Automating Cutting Parts of Videos for Transcription

«You know,» said Arthur, «it’s at times like this, when I’m trapped in a Vogon airlock with a man from Betelgeus, and about to die of asphyxiation in deep space, that I really wish I’d listened to what my mother told me when I was young.»
«Why, what did she tell you?»
«I don’t know, I didn’t listen.»
Douglas Adams from «The Hitchhiker’s Guide to the Galaxy»

Okay, Whisper Transcription is cool. Transforms audio files into text files of what was said. Not perfect, but close.

And it opens up … options. 🙂

I have used screenshots to «bookmark» interesting parts in podcasts. Just take the smartphone, press volume up and on/off at the same time, it takes a picture of the screen. Given that the podcast app (“Book Player”) is shown on the login screen, including the current time code (time in, time remaining), you don’t even need to unlock the device.

Same when watching videos on the Mac, just press cmd + shift + 4, press space, go over the vlc player and left click. Takes a screenshot including the time information (per default, time left, but does not really matter).

Very convenient to bookmark, but not useful when it comes to getting the interesting quotations. With over 340 bookmarks, transcribing the sections manually is out of the question.

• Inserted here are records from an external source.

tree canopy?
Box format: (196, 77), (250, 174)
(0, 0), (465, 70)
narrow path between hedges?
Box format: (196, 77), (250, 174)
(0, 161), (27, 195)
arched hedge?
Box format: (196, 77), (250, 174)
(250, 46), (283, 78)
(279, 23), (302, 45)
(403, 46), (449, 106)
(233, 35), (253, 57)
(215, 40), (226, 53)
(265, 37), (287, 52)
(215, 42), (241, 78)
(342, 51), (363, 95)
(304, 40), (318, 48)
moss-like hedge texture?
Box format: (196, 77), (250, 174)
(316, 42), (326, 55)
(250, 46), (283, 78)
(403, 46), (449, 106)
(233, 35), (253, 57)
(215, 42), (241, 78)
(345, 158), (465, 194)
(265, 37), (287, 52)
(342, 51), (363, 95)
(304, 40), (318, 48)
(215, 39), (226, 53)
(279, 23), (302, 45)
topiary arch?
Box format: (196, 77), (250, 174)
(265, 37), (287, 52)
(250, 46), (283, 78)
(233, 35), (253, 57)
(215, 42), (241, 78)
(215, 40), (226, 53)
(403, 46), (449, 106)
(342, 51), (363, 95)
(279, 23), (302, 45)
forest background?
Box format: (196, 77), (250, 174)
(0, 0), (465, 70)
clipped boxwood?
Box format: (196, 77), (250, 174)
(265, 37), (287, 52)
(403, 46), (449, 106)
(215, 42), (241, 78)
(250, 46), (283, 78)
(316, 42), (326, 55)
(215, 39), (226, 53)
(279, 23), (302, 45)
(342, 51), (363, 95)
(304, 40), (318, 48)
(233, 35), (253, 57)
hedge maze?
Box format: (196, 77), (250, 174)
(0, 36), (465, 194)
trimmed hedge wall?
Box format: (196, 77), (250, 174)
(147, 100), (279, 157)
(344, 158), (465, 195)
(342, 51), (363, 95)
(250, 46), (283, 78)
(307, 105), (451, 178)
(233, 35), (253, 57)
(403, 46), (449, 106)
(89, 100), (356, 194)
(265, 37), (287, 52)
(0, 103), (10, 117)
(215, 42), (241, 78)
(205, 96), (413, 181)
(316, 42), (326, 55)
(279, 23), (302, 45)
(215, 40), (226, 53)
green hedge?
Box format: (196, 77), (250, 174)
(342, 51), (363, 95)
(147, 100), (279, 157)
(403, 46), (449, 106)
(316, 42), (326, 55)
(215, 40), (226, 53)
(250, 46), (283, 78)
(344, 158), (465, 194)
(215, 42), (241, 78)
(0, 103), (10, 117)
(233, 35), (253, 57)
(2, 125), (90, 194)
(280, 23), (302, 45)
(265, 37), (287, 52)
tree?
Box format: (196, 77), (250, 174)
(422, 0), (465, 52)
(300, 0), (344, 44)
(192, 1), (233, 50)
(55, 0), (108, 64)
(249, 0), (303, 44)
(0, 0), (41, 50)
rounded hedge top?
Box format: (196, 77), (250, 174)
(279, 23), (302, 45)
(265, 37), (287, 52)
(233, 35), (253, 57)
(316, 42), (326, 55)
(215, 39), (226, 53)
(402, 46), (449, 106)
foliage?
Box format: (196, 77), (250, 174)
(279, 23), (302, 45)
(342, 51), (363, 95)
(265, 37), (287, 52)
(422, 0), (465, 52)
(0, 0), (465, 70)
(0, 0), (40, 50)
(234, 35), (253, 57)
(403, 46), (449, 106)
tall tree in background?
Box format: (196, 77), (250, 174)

But it is possible to automate the process.

1. Get the file names and time codes

The «bookmarks» are screenshots, i.e., images. Turn them into one PDF file (e.g., via PDF Expert), crop all the pages at the same time so only the Book Player on the Login Screen is visible. Take care that only the name of the episode and the first timecode is shown. Then run OCR. Copy everything to a text file.

You get most of the needed information, incl. the file name (or the internal name) and the time code. Create a .tsv out of it (tab separated file, tab is easier to press than comma or semicolon). I could have automated it, but given the possible OCR problems (usually with the title, time codes were nearly perfect) I did it per hand.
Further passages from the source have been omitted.